A Tesla may soon travel back in time to a future that never was.

California boutique auto builder ICON is developing a streamliner coupe inspired by the aircraft of the 1930s that it hopes to build on an all-electric chassis.

Dubbed Helios by ICON boss Jonathan Ward, the car is meant to be from an alternate universe where the Great Depression never happened and the luxury custom coachbuilding craze of the era continued unabated.

In Wards words:

“If Howard Hughes, around the time that he created the DC-1 experimental plane (and before he went totally bonkers…), had too many martinis with Gordon Buehrig and Buckminster Fuller at the Beverly Hills Hotel Cabana… what would they have dreamt up?”

ICON specializes in building modernized versions of classic trucks, like the Toyota FJ40 and Ford Bronco, and even a $300,000 Dodge pickup, but dabbles in reimagining cars from bygone eras, as well.

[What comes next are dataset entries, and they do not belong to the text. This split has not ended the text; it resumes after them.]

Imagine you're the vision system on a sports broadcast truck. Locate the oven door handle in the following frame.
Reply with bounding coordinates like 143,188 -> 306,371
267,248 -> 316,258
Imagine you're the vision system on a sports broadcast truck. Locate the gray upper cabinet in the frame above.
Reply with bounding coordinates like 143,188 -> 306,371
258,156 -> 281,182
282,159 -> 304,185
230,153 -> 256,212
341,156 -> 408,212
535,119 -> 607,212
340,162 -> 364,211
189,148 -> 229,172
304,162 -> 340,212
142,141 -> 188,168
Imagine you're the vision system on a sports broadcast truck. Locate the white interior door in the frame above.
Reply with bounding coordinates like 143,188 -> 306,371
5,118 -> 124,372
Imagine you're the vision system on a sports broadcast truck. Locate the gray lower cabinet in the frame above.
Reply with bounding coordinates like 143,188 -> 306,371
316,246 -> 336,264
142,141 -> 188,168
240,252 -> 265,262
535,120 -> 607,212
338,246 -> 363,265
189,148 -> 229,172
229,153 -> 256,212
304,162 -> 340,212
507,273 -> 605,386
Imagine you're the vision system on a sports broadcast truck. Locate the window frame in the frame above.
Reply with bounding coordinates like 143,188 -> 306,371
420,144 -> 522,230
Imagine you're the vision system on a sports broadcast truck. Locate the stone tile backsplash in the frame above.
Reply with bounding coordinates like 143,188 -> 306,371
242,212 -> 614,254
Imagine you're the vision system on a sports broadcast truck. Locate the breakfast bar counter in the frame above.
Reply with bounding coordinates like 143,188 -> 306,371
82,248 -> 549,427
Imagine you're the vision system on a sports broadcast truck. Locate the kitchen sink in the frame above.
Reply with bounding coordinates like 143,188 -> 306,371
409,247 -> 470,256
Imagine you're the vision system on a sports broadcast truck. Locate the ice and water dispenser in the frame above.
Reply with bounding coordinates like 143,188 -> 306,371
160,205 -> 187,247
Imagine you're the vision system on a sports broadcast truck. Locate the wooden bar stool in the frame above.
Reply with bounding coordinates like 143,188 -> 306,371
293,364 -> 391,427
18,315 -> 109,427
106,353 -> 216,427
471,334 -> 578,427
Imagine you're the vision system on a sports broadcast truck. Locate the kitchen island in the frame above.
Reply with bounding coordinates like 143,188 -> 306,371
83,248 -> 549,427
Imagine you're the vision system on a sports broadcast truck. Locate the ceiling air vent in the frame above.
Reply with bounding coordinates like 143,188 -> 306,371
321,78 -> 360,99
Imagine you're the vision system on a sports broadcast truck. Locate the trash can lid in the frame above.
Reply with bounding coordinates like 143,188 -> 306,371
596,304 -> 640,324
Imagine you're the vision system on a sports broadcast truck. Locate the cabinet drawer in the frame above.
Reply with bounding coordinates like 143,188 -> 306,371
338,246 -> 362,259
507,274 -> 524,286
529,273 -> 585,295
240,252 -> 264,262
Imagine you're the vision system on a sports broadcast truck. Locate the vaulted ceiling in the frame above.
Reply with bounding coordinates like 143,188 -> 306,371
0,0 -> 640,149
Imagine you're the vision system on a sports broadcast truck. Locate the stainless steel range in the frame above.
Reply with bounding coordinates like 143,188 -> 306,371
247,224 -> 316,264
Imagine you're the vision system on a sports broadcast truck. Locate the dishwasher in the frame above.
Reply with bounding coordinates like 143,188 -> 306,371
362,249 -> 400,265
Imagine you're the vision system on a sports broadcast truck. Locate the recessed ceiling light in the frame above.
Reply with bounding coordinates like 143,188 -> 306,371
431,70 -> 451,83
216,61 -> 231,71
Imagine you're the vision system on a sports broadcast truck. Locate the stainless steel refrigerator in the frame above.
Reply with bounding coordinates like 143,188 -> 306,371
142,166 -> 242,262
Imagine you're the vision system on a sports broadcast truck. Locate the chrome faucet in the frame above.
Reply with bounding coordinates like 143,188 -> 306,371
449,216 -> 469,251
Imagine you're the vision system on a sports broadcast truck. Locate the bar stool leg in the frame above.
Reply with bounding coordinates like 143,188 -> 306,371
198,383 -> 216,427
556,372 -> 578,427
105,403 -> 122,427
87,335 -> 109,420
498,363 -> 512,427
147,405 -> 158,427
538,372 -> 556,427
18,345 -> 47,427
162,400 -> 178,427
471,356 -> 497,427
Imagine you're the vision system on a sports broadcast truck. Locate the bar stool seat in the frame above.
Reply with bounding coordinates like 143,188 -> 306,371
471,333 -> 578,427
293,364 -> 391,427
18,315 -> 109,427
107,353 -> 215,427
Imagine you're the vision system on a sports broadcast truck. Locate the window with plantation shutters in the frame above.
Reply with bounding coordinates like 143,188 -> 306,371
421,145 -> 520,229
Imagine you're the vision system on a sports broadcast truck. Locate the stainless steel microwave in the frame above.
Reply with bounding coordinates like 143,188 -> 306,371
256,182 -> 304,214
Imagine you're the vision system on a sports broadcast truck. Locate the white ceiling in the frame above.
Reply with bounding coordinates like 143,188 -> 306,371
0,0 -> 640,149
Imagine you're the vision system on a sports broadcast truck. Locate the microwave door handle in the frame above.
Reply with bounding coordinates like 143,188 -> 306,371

The Helios is designed to be constructed around an aircraft-style frame and wrapped in sanded, raw aluminum bodywork with an interior outfitted with vintage-look instruments and high-end leather and aluminum trim.

It was originally conceived with a big V12 under its prodigious, belted hood, but Ward later got the idea of using Tesla mechanicals, in particular the all-wheel-drive system from its upcoming Model X SUV. Right now it could go either way.

In the true coachbuilding tradition, whether or not it ever gets built, and what powertrain it ultimately gets, depends on whether or a not a client looking to travel through the decades found to fund the project, as something along these sleek lines too expensive of an undertaking to pursue on spec.